Two years ago the Bolton upon Dearne quartet charted impressively with their debut LP Live for the Moment, entering the top ten. Before they were signed, The Sherlocks became the first unsigned act since the Arctic Monkeys to sell out the Sheffield Leadmill venue. The Sherlocks then went on to support the Courteeners, The Kooks, Kaiser Chiefs, and The Libertines. As the history of the world of music has shown, brothers working together often produces tension, well there is the potential for double the tension with The Sherlocks, as the band consists of two sets of brothers: The houses of Crook (Kiaran and Brandon) and Davidson (Andy and Josh). Nonetheless, they were able to agree on an impressive band name using the phrase “No shit Sherlock” as a reference point.

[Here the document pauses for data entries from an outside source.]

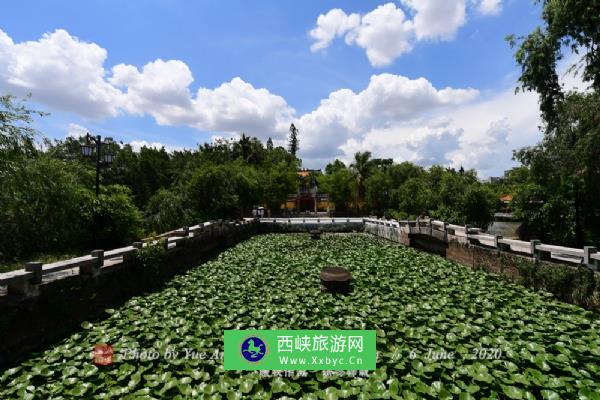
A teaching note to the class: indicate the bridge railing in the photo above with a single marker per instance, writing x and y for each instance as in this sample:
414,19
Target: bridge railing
34,273
26,280
588,256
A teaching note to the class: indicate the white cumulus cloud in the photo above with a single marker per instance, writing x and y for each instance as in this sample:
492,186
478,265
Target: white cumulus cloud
387,32
489,7
59,70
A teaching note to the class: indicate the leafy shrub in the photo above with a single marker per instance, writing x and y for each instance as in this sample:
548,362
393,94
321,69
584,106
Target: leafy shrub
153,257
416,301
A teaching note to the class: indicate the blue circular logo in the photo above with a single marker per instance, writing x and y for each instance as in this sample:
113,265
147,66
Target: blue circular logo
253,349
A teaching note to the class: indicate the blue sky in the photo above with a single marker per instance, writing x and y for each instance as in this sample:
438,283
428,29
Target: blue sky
428,81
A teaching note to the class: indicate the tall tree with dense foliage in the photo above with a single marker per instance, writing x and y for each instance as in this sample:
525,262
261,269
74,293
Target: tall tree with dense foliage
568,25
337,182
361,168
294,143
564,166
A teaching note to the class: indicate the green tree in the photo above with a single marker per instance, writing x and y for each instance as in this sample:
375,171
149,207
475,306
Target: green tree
167,210
361,167
566,164
413,197
378,190
568,25
337,182
294,144
478,206
278,181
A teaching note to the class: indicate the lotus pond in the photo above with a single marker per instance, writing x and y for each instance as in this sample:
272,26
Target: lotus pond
507,341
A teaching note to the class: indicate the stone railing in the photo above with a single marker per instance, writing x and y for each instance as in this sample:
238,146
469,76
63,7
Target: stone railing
27,281
403,231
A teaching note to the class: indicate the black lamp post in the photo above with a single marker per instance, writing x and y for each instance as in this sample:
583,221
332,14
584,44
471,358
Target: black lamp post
95,144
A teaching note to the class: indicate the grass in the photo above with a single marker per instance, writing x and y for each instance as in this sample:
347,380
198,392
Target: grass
534,346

With Under Your Sky being produced by James Skelly (The Coral), the impressive chart position of their debut and the string of renowned bands The Sherlocks have supported; there are high expectations for this follow-up LP. Opening with “I Want it All”, we see The Sherlocks as a very humble band longing for Wales (even though they are from Bolton upon Dearne) and they celebrate the rain too. There is also a lovely message of love too. “I Want it all” works well as pleasant cacophonous background music, however, on some occasions, it has tendencies of an over-commercialized MOR track. The theme of love continues with “NYC (Sing It Loud)” it has a positive message and brings to the surface something many people keep hidden and want: to explore the world with another person. Sadly, “NYC (Sing It Loud)” fails to reach perfection for the same reasons album opener “I Want it all” didn’t.

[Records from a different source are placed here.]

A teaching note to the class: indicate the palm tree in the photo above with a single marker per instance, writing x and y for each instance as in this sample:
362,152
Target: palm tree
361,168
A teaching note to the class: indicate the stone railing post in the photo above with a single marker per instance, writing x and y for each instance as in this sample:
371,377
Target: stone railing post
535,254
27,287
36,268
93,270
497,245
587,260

“Waiting” is definitely edgier and less clean-cut than the two opening tracks. The guitar chords are more profound. Whilst it is self-evident that The Sherlocks did not embark on making a threatening record; “Waiting” nonetheless comes across as too non-threatening. There is more grit but more grit is needed. The added grit finally materializes on “Magic Man”. The bass is heavy, the guitars are more, yet appropriately aggressive. Once can truly take The Sherlocks seriously and with lyrics which refer to the many aspects of being human; the two synchronize well together. Reducing the focus on and lessening the collective consciousness of fine-tuning this track made “Magic Man” more impressive.
The music changes direction again on “Dreams”. One immediately hears uncanny resemblances to DMA’s songs “Warsaw”, “Lazy Love” and “Dawning”. “Time to Go” opens with an impressive introduction of eclectic distortions of keys. Regretfully these keys don’t develop into a wayward adventure. On “Give It All Up”, the introduction is the issue where The Sherlocks appear to sound like a boy band singing a love song. Fortunately “Give It All Up” develops into a soft rock song instead.
“One Day” opens up with a mass of energy and fighting spirit of opening guitars amidst a post-punk feel sound White Lies have often perfected. However, the upwards progress halts and the build-up of energy slows as the chorus kicks in. Likewise, “Now And Then” opens with an abundance of hopeful rawness which eventually evaporates into a MOR song. The penultimate track, “Step Inside”, like “Dreams”, borrows from the DMA’s songwriting book. The concluding song, “Under Your Sky” does something the DMA’s did on their playout track “Emily Whyte” on their second LP For Now; make an attempt of creating a heavily inspired Oasis track.
Owing to James Skelly, the sound engineering is superb. Under Your Sky is a static-free zone. Whilst lyrically we see a celebration of being human, the beauty of places and a celebration of all-weather, not just the sunshine; one feels that The Sherlocks has shown far too few of their true colours. There are attempts at them doing so but they appear to quickly retreat before any true revelations can be experienced by listeners. As a result, Under Your Sky is an LP that will be heard and absorbed by many; but a spiritual and elating connection will be experienced by far fewer listeners.